The Batson Challenge is a voir dire technique that separates the good lawyers from those that are deemed to be elite. The Batson Challenge, also known as the Batson Objection, is an objection. One party argues that the other has used the peremptory challenge to strike one or more prospective jurors from the panel for a discriminatory purpose in violation of the U.S. Constitution’s equal protection guarantee.
The Batson Challenge was born in the case of “Batson v. Kentucky” (476 U.S. 79; 1986). It is a challenge that was initially applied to racial discrimination in jury selection but is now also used when gender or sometimes ethnic background is an issue.

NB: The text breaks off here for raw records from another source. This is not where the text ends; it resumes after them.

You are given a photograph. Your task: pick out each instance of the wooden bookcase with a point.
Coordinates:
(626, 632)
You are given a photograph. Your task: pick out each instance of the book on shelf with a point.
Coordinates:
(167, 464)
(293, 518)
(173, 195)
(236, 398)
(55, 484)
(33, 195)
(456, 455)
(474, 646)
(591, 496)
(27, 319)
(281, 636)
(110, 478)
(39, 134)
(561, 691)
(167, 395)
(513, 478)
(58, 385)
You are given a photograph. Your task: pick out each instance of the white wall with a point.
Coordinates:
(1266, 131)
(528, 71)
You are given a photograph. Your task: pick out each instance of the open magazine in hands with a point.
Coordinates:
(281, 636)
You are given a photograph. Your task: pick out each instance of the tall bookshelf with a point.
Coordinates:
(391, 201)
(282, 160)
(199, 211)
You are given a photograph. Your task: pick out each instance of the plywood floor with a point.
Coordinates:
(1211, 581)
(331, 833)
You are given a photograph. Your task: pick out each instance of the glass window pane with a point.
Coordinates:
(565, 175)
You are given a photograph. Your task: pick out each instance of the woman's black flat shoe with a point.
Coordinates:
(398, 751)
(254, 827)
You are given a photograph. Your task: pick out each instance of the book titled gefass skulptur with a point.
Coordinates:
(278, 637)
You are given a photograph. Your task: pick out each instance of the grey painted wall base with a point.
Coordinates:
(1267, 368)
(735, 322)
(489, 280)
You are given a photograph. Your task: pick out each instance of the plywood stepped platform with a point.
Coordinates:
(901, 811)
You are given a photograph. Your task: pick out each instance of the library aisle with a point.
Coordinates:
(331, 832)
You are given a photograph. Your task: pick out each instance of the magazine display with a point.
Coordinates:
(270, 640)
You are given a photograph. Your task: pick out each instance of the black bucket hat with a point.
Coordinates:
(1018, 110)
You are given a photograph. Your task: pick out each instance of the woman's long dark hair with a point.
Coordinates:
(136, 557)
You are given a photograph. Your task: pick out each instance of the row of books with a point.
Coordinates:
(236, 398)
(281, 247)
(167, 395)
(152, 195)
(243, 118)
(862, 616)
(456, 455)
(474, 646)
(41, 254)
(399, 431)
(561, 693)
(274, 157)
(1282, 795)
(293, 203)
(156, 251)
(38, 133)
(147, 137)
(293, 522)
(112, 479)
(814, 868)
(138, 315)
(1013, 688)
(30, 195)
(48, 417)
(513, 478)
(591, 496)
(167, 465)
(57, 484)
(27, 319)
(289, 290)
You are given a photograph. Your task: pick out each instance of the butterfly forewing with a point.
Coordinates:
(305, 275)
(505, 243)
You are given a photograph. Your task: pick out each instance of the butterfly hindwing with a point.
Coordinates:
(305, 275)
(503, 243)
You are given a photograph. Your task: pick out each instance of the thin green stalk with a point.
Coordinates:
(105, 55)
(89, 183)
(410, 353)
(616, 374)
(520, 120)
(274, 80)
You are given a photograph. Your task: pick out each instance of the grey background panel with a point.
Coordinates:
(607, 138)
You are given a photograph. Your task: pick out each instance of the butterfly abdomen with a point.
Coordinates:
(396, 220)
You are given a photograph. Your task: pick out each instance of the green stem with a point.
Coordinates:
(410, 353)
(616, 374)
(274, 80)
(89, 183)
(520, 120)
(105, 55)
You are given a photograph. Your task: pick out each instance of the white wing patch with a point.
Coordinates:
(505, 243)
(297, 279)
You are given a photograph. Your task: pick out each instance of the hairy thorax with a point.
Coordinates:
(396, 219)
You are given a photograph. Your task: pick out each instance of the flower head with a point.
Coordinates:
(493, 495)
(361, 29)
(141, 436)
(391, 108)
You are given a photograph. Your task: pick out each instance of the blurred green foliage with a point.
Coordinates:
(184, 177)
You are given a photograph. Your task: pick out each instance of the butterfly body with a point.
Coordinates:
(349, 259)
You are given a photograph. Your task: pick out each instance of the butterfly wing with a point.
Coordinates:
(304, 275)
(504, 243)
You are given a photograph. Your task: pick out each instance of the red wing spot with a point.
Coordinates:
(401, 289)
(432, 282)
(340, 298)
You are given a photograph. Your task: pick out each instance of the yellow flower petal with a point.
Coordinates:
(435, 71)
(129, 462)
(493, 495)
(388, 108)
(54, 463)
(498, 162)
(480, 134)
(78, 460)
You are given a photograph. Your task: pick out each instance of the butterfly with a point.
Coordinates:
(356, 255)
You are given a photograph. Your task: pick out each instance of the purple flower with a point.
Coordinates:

The party objecting usually must establish by evidence a prima facie case of discrimination. The other party must then prove a neutral reason for the strike. To learn more about the Batson Challenge, we spoke to several of the top lawyers in the State of Michigan.
Matthew McManus is the Managing Member of McManus and Amadeo in Ann Arbor, Michigan, and is known as one of the top research attorneys on the topic of jury selection. McManus stated, “Jury selection is a topic that is highly overlooked in the criminal law sect. As many seasoned lawyers will tell you, the jury picks their team during voir dire. The Batson Challenge is utilized in different communities when a prosecutor is trying to stack the court in their favor. Knowing how to utilize the challenge is essential to success.”